第1は,おとなしさが体力の弱さからきている場合です。すぐ疲れて熱を出したり,病気がちの子は意欲や持続性が伴わないため,学習効果もあがりません。こんな子には積極的に体力づくりをさせることです。
第2は,何をやるにも控えめで,親や周りの人のいうことをよく聞く子の場合です。こんなケースでは反抗する気力や意志が乏しく依存的,消極的言動になったりします。注意したいのは,小さなときから他人と比べられてばかりいたり,抑えつけられてばかりしていた子です。このような子は不安,緊張,逃避,拒絶などの心の働きでいつもおとなしくしているのでいつも欲求不満の状態に置かれ,学力にも影響します。

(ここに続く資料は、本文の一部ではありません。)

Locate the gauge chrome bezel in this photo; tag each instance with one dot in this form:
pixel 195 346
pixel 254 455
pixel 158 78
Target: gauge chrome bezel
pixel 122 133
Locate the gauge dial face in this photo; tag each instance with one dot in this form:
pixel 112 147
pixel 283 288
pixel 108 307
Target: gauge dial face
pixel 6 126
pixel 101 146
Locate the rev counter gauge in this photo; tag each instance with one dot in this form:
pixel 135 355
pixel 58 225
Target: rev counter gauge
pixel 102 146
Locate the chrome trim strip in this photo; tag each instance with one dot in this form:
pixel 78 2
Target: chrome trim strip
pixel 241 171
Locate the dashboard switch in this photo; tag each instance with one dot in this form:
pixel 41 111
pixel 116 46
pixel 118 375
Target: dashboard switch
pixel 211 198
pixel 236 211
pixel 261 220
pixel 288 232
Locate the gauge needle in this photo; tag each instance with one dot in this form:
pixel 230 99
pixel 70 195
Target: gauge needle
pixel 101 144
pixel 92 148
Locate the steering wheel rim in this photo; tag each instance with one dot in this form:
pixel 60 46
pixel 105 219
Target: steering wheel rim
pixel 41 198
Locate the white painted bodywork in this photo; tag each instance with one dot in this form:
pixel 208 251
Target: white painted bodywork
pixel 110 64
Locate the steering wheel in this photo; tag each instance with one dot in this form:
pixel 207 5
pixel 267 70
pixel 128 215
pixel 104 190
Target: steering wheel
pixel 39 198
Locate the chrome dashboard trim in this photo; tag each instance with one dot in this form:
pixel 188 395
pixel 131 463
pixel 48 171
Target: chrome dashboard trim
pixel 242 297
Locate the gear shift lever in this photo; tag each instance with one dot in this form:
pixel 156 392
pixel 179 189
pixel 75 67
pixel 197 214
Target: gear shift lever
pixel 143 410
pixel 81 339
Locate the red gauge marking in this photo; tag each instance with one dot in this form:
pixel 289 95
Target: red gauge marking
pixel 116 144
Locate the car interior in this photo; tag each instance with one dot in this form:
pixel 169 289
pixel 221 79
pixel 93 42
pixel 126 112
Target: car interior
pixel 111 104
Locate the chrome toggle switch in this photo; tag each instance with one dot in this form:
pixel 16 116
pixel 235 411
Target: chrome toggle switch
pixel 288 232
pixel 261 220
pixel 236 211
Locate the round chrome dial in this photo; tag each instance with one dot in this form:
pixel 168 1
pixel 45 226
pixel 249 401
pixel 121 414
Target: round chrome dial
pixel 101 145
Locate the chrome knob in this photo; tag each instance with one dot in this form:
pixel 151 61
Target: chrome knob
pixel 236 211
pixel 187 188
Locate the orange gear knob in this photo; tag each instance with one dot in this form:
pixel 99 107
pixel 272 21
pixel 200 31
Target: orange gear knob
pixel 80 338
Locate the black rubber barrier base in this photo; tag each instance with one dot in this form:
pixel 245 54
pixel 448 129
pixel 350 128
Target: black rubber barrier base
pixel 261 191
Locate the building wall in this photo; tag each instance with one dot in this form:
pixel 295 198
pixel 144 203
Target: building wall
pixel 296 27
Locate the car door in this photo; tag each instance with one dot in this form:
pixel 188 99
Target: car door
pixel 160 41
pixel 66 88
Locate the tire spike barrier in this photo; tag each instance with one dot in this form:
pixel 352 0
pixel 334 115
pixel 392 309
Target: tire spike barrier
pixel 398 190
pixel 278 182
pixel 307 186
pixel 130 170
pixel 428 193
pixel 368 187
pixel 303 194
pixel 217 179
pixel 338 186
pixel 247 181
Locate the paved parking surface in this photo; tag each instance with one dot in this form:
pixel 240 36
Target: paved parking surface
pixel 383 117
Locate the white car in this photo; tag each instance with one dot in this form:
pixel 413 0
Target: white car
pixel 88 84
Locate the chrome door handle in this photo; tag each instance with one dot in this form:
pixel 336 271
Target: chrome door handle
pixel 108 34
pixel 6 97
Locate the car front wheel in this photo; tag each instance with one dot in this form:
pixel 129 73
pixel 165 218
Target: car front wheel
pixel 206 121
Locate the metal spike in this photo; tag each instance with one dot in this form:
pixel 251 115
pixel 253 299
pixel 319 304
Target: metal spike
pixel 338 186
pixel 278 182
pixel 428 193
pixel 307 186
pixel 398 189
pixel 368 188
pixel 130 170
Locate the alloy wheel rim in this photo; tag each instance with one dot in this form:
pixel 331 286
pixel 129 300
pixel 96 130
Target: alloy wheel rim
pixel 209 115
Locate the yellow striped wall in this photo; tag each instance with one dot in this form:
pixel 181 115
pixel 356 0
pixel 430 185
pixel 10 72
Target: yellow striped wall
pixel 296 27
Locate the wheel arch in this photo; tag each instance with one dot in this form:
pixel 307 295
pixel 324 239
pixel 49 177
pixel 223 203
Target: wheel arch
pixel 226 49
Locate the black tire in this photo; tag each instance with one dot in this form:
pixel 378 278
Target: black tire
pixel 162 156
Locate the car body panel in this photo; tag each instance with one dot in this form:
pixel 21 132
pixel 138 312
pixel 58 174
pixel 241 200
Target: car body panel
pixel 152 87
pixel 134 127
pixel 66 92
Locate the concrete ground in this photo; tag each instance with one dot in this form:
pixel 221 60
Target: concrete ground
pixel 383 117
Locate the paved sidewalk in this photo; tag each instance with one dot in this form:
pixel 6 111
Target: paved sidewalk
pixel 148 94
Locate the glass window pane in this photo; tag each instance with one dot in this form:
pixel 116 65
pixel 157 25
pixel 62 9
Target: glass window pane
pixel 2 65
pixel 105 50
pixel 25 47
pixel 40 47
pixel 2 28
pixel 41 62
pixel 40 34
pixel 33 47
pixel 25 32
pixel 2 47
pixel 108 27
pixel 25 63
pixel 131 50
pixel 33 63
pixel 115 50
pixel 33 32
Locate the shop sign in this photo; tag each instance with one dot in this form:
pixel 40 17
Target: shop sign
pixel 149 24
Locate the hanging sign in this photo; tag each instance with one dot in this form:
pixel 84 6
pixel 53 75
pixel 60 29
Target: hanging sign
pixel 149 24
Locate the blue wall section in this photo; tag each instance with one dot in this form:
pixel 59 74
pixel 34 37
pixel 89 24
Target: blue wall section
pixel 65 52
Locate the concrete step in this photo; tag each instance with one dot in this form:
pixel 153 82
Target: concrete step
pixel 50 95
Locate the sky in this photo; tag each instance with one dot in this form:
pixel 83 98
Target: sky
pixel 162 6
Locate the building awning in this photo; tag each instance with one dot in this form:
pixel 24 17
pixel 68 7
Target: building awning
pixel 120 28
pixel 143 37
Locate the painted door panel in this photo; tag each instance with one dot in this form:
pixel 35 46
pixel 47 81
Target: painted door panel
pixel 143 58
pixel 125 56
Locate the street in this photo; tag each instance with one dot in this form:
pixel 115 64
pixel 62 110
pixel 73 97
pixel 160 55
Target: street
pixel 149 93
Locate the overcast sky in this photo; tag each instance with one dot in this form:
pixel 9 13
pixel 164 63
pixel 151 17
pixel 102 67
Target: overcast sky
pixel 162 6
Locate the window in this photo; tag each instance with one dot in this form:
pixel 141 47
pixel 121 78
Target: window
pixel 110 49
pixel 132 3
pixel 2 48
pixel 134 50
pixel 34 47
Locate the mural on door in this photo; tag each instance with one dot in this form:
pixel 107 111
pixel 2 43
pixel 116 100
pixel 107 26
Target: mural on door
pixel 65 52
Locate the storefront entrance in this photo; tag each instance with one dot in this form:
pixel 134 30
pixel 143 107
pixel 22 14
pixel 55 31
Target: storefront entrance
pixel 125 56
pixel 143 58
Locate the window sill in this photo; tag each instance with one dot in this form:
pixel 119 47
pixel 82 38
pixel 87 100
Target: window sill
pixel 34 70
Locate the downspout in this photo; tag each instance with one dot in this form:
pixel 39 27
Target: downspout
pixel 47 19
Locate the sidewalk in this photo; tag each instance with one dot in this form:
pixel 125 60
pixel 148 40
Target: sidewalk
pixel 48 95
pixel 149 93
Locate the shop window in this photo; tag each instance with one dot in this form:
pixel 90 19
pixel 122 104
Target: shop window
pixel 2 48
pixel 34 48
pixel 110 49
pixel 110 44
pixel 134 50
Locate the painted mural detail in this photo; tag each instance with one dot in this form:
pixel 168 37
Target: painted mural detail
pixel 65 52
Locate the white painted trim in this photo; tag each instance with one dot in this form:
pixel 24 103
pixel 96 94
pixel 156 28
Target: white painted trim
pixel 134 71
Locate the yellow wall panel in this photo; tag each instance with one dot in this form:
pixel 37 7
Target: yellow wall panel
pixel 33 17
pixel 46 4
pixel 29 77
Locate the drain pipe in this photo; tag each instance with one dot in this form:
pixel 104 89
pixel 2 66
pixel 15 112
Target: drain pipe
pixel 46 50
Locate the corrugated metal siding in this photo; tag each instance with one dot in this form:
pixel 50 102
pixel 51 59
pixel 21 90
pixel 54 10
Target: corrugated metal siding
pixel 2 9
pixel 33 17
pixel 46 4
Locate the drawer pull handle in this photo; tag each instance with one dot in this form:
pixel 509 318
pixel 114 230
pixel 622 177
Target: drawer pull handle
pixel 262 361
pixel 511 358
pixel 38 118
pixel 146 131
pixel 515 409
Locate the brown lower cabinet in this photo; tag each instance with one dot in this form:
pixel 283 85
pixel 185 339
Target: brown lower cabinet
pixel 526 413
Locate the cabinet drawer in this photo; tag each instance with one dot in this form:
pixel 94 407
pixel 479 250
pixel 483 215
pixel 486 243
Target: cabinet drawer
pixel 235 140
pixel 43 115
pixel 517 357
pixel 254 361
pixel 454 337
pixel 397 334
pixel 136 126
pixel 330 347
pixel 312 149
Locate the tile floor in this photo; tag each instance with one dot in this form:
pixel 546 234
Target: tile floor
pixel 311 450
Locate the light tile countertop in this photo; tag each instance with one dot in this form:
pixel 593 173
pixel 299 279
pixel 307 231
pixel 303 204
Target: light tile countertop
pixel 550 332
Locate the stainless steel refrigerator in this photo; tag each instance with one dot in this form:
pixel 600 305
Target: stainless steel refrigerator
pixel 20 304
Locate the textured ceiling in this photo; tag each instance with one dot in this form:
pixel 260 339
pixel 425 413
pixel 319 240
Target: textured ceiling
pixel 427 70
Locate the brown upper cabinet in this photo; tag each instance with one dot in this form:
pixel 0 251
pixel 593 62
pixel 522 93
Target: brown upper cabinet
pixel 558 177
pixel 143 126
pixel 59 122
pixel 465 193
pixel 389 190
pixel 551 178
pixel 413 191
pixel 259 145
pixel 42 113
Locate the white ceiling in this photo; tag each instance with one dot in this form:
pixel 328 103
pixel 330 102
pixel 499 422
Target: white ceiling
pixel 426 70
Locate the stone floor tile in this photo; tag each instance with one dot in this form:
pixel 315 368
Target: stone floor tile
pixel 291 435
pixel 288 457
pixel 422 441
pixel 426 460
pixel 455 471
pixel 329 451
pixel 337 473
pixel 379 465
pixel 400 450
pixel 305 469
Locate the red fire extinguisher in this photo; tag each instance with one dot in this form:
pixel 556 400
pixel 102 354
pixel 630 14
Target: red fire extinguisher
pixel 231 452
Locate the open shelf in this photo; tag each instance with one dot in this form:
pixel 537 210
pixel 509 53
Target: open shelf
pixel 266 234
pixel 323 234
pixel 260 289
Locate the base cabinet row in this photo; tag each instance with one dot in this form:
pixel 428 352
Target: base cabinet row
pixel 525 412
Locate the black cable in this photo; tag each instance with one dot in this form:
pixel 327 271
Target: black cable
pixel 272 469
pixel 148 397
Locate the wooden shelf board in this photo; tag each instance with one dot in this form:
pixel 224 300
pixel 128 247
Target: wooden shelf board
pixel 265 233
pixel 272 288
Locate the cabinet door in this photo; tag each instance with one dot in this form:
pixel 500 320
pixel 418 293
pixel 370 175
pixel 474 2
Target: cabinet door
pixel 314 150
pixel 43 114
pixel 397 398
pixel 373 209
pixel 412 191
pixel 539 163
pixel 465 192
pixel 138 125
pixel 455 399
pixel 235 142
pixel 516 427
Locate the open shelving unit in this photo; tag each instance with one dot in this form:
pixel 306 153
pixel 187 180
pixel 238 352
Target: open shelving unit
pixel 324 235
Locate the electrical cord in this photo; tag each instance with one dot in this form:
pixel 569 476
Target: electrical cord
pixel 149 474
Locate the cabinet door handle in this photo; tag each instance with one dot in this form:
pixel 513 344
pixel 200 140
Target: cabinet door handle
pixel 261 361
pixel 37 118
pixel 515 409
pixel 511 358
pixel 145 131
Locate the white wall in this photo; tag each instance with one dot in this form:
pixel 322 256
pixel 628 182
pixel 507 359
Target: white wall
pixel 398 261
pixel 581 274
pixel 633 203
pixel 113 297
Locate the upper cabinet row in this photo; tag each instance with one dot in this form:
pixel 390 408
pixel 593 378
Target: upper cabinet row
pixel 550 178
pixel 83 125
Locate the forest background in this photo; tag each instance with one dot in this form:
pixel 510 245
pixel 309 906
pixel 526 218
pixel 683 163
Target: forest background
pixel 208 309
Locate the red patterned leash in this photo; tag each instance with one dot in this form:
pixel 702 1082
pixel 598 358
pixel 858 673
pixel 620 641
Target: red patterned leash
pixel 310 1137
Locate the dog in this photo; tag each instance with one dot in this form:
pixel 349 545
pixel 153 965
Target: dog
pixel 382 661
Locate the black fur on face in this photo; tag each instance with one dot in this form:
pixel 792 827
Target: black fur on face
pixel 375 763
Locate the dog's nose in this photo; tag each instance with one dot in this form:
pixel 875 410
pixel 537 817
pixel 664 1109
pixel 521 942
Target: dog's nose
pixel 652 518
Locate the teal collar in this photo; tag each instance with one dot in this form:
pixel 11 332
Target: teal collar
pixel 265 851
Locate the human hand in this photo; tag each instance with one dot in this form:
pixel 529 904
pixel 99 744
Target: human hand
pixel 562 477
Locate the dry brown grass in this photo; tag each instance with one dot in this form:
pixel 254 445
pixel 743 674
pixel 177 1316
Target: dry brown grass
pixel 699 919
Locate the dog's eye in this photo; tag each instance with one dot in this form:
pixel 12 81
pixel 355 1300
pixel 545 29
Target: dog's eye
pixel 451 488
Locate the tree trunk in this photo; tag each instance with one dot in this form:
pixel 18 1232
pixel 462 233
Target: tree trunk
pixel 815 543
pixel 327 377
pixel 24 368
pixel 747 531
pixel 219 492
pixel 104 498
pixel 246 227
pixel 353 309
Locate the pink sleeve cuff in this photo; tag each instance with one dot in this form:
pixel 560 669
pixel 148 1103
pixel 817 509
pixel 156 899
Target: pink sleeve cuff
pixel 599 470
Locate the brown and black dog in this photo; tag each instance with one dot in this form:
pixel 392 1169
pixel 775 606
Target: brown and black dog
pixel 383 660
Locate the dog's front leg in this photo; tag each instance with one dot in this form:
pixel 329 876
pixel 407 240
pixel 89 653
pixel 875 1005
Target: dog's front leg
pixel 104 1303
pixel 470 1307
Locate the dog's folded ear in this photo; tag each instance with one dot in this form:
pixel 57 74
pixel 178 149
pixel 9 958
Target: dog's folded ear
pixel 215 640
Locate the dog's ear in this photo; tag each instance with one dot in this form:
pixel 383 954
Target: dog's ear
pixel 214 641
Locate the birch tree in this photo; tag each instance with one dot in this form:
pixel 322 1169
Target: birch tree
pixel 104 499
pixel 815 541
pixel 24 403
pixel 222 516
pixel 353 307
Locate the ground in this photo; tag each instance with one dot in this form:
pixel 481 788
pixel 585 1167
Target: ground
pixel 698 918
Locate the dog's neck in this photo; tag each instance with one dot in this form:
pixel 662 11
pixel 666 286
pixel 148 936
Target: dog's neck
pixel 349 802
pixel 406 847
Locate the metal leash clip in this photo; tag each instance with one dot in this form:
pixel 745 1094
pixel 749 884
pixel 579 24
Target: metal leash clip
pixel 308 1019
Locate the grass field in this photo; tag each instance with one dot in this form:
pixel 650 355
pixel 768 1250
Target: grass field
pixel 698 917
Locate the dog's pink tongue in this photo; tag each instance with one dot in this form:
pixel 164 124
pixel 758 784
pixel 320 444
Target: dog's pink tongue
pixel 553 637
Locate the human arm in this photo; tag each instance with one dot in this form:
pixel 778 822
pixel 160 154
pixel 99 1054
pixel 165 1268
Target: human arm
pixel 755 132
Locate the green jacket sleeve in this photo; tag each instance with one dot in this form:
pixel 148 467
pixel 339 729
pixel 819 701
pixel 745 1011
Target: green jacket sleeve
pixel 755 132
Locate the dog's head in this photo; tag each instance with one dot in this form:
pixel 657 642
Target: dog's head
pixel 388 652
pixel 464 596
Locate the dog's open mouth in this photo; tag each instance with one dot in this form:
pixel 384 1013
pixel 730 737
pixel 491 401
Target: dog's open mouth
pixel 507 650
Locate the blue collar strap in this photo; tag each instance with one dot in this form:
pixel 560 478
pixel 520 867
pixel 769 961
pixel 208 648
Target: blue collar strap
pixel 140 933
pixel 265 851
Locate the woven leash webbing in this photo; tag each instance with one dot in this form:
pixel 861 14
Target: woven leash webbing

第3は,何をやるにもスローモーで,いつも他人より遅れる子です。こういう子もおとなしい子といわれがちです。慎重で辛抱強く着実な言動ならよいのですが,反応が鈍いためにあせりやいらだちを感じながらおとなしくしていたり,途中で学習を投げ出してしまっているなら問題です。
つまり,良い意味での「おとなしい子」とは,情緒が安定していて意志が強く,さらに忍耐力のある子といえます。大事なことは,親の目からみて判断するのではなく,子ども自身の持つ安定さから判断すべきであると思います。